Big data, consent and privacy

Picture of By Claudia Arena

By Claudia Arena

[mks_dropcap style=”letter” size=”48″ bg_color=”#ffffff” txt_color=”#000000″]L[/mks_dropcap]Let’s talk about sex, baby.
Now that I caught your attention, let’s actually talk about radical transparency and honesty in the tech world.

A few months ago I attended The Next Web Conference (TNW). For the non tech and marketing-geeks out there, TNW is the biggest tech event in the Netherlands. Investors, startups and inspiring speakers meet for two days of brainstorming, pitching, discussing the future of tech and drinking beer. As an intern, lowest of the low in the tech food chain, I thought everything was awesome and took advantage of the opportunity to jump from one workshop to the other.

In my quest for entertainment and deliverance from all sorts of responsibilities (hello, deadlines), a few days ago I stumbled upon a video of my favorite talk at TNW – a hilarious, informative and poignant take on what data means to us and what companies ought to do with it. It was delivered by Stephanie Alys, CPO of MysteryVibe. For your information, CPO stands for Chief Pleasure Officer and MysteryVibe is a sextech company, designing innovative products and redefining what pleasure means in a positive and empowering way.

SexTech, data & privacy
The starting point for Alys’ talk are the existing challenges faced by a sextech company like MyteryVibe. Smart toys open up new, unexpected opportunities for pleasure, intimacy, and could help swapping embarrassment and taboo-like silences with rewarding, empowering conversations about sexuality. To do that, they must collect data. And it’s pretty scary to think that a toy could know your every dirty little secret – right? That is why a company like MysteryVibe has developed a new understanding of what it means to communicate with customers about what they do, how they do it, and why. They seek ‘informed and enthusiastic consent’ from their customers. Everyone needs to understand what is going on, what the limits, risks and benefits are, and make an active choice to participate.
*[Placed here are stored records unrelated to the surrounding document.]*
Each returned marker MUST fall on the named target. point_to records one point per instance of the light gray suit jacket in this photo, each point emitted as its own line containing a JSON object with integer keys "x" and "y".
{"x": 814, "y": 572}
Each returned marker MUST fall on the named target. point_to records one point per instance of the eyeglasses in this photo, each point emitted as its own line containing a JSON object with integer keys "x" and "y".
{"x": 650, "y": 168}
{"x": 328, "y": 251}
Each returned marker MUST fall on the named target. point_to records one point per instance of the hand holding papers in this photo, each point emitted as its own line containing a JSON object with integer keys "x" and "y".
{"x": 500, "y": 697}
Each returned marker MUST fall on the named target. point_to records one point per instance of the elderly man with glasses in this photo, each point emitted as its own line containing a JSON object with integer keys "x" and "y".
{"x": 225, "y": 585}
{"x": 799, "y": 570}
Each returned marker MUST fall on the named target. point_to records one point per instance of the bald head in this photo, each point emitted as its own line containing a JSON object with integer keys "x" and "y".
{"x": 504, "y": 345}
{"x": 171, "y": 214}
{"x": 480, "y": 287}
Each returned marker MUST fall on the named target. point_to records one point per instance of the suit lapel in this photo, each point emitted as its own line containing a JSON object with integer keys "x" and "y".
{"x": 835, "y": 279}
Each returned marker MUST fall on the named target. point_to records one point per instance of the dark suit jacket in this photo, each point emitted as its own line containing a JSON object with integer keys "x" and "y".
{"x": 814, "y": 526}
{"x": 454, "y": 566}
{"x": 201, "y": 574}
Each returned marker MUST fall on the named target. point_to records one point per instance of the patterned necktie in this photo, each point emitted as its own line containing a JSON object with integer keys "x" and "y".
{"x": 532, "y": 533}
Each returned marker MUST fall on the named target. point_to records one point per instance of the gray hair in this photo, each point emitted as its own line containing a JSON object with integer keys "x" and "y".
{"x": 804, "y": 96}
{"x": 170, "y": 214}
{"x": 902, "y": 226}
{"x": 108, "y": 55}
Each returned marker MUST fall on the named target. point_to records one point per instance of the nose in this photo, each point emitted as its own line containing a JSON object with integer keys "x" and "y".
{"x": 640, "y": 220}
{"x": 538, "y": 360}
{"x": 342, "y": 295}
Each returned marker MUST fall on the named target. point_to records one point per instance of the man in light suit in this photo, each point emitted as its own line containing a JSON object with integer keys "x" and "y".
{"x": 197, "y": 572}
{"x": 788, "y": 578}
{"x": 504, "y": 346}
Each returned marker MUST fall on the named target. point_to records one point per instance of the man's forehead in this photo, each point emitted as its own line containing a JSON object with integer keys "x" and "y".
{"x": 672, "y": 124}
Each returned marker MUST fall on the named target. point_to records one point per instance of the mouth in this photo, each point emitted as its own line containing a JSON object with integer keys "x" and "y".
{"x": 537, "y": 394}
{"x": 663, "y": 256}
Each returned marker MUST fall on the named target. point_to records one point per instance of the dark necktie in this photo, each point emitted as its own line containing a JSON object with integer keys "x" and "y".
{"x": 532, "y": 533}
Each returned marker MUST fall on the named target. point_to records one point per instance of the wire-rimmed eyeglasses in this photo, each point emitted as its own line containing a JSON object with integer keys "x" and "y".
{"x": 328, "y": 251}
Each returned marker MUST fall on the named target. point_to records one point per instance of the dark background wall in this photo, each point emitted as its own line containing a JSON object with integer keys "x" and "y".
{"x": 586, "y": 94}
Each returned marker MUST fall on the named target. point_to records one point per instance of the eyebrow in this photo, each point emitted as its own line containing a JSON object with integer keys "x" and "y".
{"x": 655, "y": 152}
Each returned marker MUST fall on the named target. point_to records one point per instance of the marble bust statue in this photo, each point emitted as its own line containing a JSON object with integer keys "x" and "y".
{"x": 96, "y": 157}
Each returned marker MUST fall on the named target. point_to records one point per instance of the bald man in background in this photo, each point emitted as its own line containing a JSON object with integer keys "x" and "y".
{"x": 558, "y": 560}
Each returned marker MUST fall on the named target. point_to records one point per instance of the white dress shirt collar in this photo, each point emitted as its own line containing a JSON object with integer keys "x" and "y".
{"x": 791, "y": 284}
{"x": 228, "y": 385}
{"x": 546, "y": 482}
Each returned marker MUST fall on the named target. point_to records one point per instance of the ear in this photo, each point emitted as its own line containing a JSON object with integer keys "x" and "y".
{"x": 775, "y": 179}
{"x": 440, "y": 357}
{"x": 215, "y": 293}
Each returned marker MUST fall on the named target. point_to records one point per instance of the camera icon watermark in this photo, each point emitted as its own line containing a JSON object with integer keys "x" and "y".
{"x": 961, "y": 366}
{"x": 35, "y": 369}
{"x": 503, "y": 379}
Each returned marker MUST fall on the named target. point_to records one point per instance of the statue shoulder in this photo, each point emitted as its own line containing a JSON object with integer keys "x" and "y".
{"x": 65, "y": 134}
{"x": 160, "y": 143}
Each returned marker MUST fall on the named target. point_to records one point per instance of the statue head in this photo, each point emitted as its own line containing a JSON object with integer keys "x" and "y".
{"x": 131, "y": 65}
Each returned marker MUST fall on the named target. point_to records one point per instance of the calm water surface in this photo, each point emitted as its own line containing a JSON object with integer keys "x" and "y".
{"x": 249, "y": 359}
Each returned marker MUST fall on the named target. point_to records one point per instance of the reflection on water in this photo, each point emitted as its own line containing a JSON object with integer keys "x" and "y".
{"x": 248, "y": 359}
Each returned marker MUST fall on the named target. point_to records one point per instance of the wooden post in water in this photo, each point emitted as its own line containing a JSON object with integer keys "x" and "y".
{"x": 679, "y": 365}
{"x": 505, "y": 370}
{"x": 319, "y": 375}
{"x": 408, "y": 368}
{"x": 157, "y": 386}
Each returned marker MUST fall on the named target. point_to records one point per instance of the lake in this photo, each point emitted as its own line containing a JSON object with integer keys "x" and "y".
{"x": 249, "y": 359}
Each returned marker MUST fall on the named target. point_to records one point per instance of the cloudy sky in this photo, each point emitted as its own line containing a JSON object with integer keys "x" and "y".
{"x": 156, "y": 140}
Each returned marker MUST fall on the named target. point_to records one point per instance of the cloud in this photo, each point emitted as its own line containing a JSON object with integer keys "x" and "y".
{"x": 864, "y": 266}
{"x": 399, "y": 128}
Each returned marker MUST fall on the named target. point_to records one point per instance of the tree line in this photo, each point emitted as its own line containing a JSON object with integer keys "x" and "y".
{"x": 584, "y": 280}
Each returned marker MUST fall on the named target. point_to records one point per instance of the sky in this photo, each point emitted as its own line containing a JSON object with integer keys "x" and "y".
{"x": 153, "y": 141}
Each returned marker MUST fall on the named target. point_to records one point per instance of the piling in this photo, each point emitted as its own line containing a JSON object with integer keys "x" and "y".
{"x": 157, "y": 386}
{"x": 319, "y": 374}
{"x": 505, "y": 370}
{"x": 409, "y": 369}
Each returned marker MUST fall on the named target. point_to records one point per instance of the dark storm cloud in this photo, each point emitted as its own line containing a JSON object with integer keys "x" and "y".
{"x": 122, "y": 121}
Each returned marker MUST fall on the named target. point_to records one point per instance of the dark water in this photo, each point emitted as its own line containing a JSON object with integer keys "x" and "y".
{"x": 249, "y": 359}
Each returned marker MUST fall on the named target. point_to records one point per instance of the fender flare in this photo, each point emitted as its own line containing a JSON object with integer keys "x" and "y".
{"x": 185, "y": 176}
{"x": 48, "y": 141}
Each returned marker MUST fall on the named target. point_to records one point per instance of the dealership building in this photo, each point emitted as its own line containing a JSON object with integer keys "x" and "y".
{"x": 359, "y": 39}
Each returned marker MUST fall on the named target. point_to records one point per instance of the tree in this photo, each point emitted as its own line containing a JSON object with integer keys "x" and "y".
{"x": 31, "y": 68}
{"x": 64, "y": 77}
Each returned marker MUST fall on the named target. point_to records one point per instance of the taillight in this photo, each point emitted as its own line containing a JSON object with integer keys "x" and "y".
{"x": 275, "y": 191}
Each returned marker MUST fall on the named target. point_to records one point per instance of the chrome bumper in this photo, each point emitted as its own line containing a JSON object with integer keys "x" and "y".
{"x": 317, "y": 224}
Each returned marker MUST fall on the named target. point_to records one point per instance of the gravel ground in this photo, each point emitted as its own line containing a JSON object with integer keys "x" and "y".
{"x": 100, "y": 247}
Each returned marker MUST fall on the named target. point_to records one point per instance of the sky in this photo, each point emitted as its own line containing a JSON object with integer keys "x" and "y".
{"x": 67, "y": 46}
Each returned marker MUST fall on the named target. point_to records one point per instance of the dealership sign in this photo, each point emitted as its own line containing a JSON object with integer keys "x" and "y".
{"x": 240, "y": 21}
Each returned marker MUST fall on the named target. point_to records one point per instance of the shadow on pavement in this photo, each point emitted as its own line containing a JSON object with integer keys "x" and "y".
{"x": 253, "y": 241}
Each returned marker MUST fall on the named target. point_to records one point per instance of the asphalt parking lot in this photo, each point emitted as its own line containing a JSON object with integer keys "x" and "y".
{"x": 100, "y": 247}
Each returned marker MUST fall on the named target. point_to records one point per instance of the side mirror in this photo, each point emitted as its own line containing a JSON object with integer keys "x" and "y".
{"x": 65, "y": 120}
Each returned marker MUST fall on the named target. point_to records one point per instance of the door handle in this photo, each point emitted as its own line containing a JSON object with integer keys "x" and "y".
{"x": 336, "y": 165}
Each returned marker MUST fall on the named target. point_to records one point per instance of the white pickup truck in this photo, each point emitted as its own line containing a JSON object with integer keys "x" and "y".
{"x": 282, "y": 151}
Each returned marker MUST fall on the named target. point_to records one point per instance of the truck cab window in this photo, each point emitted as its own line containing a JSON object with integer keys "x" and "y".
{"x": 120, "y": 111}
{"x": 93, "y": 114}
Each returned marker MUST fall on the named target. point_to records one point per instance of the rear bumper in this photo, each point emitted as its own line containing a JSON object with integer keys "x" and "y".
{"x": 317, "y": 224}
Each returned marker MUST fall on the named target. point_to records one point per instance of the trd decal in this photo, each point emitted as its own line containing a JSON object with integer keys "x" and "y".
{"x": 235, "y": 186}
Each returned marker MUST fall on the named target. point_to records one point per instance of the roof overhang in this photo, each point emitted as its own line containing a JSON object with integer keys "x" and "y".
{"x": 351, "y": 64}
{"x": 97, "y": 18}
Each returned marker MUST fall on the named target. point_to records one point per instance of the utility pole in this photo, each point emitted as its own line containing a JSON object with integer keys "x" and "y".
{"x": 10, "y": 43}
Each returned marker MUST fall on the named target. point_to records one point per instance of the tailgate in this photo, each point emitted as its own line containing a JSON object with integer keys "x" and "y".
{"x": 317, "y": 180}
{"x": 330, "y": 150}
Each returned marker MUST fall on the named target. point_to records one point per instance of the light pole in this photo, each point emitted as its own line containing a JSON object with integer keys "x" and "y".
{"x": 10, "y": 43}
Now, raise your hand if you have ever taken the time to read the terms and conditions before creating your Facebook account.

Nobody?

Yeah, I thought so.

Sextech companies are not the only companiesout there making use of user-generated data. Think of Facebook (yes, yes, enough with the anti-Facebook tirades), or of any other app on your phone to which terms you agreed without ever really reading them. For some reason, we seem to hold those companies to very different standards. Perhaps no standards at all. In the video, Alys talks about the impossibly daunting lengths of Paypal’s and Kindle’s user agreements. Respectively twenty-eight thousand and over seventy thousand words of inaccessible legal jargon that nobody has ever truly bothered with. What does that mean for us, the users?

Agreement is not consent
The relationship we are establishing with those service providers bostancı escort is deeply unbalanced and flawed – and we should be doing so much better than that. What ‘regular’ tech companies are seeking is agreement, a simplistic view of what it means for a user to engage with their products. It demands a passive response, and it does not provide real, accessible information – or any choice at all for that matter. You must agree, or you won’t be able to sign up, or download. Is that really the type of relationship we want to engage in?

Alys’ talk has made me bostancı escort think about the way I would like to be perceived and addressed as a user. Beyond the regular headlines of moral panic concerning what those evil tech giants are doing to our data (Boo Facebook! Let’s go back to the caves for some real human interaction!), I wonder if it is possible to re-imagine our relationship to tech into one where all parties are informed, and willing to engage in more productive conversations about safety and privacy.

Let’s abandon the jargon, shall we? Let’s start demanding clarity, accessibility and respect.